A. (i) Quantitative real-time PCR for TRPV4 transcript in control RMECs (5mM D-glucose), cells exposed to mannitol (20mM + 5mM D-glucose) and cells exposed to high glucose (25mM D-glucose). (ii) Representative fluorescent western blot showing TRPV4 expression in these same treatment groups. B. Summary data for maximal increases in R340/380 during treatment with 4αPDD. All recordings were made in the presence of 20μM CPA. Mean changes (+SEM) are shown for at least 8 cells from 3 cultures exposed to 5mM D-glucose (control; same data as for CPA in Fig 3D), 20mM L-glucose + 5mM D-glucose (L-glucose) or 25mM D-glucose (D-glucose). C. Summary data for mean cell current density (±SEM) evoked by stepping cell membrane potential from 0mV to -80mV and +80mV (see Fig 4B). Data is shown for control current, current during superfusion with GSK1016790A (1μM) and during superfusion with GSK1016790A (1μM) + HC067047 (1μM). The key for C. i. applies for ii and iii as well. Data is summarised for cells from at least 3 different cultures grown under each condition, i.e., (i) in the presence of 25mM D-glucose, (ii) in the presence of 5mM D-glucose and 20mM L-glucose, and (iii) in the presence of 5mM D-glucose and 20mM mannitol. (**P<0.01; *P<0.05.)
Fig 6
Fig 6. Vascular TRPV4 expression is downregulated in diabetic rats.

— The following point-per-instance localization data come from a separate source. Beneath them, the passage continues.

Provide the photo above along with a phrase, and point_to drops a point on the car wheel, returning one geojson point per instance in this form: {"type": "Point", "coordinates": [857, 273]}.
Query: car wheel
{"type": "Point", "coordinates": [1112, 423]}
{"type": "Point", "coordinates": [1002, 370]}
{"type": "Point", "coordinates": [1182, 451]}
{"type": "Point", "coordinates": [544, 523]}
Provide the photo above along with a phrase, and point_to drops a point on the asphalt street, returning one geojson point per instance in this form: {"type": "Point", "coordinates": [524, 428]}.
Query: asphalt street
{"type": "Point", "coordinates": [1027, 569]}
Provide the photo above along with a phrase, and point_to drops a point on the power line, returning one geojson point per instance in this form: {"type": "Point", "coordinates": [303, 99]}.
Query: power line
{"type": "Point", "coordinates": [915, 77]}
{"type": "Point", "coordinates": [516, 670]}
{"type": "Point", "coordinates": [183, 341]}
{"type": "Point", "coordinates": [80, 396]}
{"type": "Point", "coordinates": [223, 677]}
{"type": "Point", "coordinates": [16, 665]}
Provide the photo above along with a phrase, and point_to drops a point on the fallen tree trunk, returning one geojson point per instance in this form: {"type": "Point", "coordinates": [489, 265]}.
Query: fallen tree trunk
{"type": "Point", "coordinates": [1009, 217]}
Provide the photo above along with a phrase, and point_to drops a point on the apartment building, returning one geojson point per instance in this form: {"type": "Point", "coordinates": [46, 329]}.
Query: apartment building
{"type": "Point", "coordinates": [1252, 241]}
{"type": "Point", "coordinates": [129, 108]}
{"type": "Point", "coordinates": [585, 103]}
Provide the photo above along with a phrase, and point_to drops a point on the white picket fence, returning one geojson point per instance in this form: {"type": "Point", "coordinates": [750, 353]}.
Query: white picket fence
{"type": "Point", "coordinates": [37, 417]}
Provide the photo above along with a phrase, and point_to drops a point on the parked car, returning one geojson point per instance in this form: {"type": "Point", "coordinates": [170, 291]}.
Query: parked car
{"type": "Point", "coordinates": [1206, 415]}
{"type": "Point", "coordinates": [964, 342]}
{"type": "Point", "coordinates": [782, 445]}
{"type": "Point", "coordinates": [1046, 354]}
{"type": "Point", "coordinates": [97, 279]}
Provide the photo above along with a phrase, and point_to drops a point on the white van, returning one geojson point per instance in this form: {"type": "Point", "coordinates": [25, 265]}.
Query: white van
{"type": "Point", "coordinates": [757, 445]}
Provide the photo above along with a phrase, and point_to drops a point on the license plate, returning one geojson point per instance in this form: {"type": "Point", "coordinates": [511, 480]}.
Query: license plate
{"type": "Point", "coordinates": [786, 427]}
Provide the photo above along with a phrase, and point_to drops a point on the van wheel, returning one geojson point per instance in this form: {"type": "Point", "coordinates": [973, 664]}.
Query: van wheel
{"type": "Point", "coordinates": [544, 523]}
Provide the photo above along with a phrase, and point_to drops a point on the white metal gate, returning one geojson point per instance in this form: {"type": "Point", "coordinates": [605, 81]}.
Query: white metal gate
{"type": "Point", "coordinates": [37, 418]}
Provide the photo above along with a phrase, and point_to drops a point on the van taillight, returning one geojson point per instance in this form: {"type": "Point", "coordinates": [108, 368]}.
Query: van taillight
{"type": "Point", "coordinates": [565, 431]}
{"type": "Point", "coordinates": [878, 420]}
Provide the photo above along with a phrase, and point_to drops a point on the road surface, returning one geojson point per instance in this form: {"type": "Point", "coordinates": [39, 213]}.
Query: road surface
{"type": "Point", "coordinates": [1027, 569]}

A. Confocal images of a rat retinal arteriole within a wholemount preparation immunolabelled for TRPV4 (green), eNOS (red channel; endothelial cell marker) and α-smooth muscle actin (pseudo-coloured blue; smooth muscle cell marker). Images have been segmented on the basis of the α-smooth muscle actin expression to specifically isolate the blood vessel staining. Scale bars = 10μm B. Confocal images of rat retinal wholemount preparations immunolabelled for TRPV4 (green) and eNOS (red) in the absence (i) and presence (ii) of anti-TRPV4 blocking peptide (BP). “a” arterioles, “c” capillary and “v” venule. Scale bars = 10μm C(i) Immunohistochemical staining for TRPV4 shows downregulation in both retinal arterioles (“a”) and capillaries (“c”) for diabetic animals. Scale bars = 15μm. (ii) Summary data for TRPV4 immunofluorescence. 4–5 fields of view were averaged for each of 4 animals in 3-month diabetic and age-matched control groups (P<0.001).